In his view, a small group of major labs will need to proactively agree on shared guardrails they can all implement and offer to the world. That path, he argues, is far more realistic than expecting outside institutions to “cram down” rules without understanding the underlying technological negotiations required. Ideally, he says, this industry-led alignment could even extend internationally – with, for example, U.S. and Chinese labs collaborating on initial safety protocols. From there, a global regulatory framework might begin to take shape.
For innovators, Craig believes the near-term focus should be on recognizing shared market problems and responding to the mounting demand from enterprises for safe, interoperable systems. He cautions against expecting labs to surrender trade secrets or market dominance – instead, the way forward lies in identifying mutual pressure points. These include customer demands for cross-platform compatibility, regulatory compliance, and predictable behavior in increasingly agentic systems.

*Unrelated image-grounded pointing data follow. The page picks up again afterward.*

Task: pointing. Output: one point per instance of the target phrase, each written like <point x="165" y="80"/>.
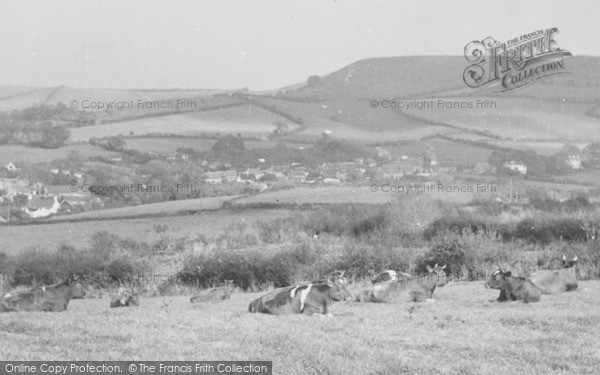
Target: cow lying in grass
<point x="519" y="288"/>
<point x="125" y="297"/>
<point x="46" y="298"/>
<point x="305" y="299"/>
<point x="413" y="289"/>
<point x="390" y="275"/>
<point x="214" y="294"/>
<point x="552" y="281"/>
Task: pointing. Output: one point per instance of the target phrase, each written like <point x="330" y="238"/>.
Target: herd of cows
<point x="316" y="297"/>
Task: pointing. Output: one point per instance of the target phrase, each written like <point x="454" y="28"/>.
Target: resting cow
<point x="414" y="289"/>
<point x="214" y="294"/>
<point x="125" y="297"/>
<point x="46" y="298"/>
<point x="519" y="288"/>
<point x="553" y="281"/>
<point x="305" y="299"/>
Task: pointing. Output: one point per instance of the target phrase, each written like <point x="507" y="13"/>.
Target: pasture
<point x="461" y="333"/>
<point x="49" y="236"/>
<point x="34" y="155"/>
<point x="246" y="120"/>
<point x="168" y="145"/>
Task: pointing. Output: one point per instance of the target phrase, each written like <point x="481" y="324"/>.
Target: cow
<point x="305" y="299"/>
<point x="54" y="298"/>
<point x="125" y="297"/>
<point x="557" y="281"/>
<point x="519" y="288"/>
<point x="214" y="294"/>
<point x="389" y="275"/>
<point x="414" y="289"/>
<point x="553" y="281"/>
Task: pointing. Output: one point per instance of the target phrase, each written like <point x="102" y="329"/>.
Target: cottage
<point x="516" y="166"/>
<point x="212" y="178"/>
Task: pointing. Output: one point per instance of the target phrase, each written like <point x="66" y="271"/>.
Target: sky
<point x="230" y="44"/>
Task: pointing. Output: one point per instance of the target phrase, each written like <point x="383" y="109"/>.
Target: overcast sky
<point x="256" y="44"/>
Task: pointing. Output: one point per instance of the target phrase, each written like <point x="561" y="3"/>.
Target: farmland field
<point x="211" y="224"/>
<point x="169" y="145"/>
<point x="31" y="155"/>
<point x="247" y="120"/>
<point x="519" y="118"/>
<point x="160" y="208"/>
<point x="354" y="194"/>
<point x="461" y="333"/>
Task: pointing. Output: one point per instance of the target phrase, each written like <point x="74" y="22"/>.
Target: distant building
<point x="573" y="161"/>
<point x="516" y="166"/>
<point x="11" y="167"/>
<point x="212" y="178"/>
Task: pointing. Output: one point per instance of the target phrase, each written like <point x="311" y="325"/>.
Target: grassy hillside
<point x="461" y="333"/>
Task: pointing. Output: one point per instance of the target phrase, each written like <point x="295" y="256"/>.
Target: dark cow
<point x="519" y="288"/>
<point x="305" y="299"/>
<point x="389" y="275"/>
<point x="414" y="289"/>
<point x="214" y="294"/>
<point x="125" y="297"/>
<point x="557" y="281"/>
<point x="46" y="298"/>
<point x="553" y="281"/>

Craig sees the emergence of AI platforms and application layers – similar to the evolution of the PC or iPhone – as a familiar arc in tech. He predicts that enterprise buyers, especially those navigating global compliance risks and multi-AI-stack integrations, will drive innovation toward common standards. In his view, this is not just possible, but inevitable: as agents begin interacting across providers like OpenAI, Anthropic, and xAI, innovators will be compelled to create tools that ensure reliable communication and coordination. These market signals, not moral appeals, are what he expects will shape the earliest forms of functional, bottom-up governance.

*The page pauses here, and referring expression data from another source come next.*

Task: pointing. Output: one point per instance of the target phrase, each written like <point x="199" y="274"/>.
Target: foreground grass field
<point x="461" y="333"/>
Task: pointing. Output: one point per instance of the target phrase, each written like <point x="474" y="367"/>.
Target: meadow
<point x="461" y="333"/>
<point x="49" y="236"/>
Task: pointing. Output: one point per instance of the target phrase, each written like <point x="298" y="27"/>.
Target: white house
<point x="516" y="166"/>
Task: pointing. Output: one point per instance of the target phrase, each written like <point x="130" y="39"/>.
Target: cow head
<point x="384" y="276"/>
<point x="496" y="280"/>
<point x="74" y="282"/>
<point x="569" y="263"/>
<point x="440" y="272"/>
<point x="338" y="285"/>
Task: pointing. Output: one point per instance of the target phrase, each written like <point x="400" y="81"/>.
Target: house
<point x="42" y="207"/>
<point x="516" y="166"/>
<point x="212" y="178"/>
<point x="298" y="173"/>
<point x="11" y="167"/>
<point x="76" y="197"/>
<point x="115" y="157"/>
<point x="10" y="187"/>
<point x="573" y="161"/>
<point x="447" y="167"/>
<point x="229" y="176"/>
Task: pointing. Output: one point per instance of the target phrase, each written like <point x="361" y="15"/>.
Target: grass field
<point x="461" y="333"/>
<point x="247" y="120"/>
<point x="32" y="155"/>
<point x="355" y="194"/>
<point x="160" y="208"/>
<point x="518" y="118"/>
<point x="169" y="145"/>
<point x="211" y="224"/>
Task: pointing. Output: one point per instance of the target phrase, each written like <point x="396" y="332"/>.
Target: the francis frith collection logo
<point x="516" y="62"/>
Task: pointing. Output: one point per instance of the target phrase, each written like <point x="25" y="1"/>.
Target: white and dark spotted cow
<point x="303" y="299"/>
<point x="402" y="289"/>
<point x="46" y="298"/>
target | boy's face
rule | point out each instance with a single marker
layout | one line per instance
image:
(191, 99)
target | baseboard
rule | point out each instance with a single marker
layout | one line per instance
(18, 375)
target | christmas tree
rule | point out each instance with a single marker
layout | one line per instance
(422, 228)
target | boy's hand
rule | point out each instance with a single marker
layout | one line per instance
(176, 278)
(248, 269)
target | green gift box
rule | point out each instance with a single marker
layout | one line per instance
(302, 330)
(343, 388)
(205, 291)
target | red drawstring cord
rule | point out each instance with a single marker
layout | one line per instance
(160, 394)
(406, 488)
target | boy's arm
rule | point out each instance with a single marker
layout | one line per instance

For regulators, Craig argues the most productive role is not to impose top-down mandates, but to catalyze coordination through smart incentives and infrastructure. Instead of dictating rules before the underlying systems are understood, governments should focus on enabling companies to build mechanisms that allow AI products to conform to the legal and ethical standards of different regions. In Craig’s view, this kind of mutual operability – where U.S. products can operate safely in China, and vice versa – requires creating trust frameworks that are location-compliant, not developer-compliant. Regulators, he suggests, should reward the formation of shared systems that can attest to behavior based on local norms.
Ultimately, he sees a future where the job of monitoring and enforcement will itself be handled by AI – because only AI will be fast and comprehensive enough to track, interpret, and ensure conformance in real time. Rather than attempting to design this kind of oversight in advance, regulators should begin with today’s near-term problems and use them to model scalable, automated governance.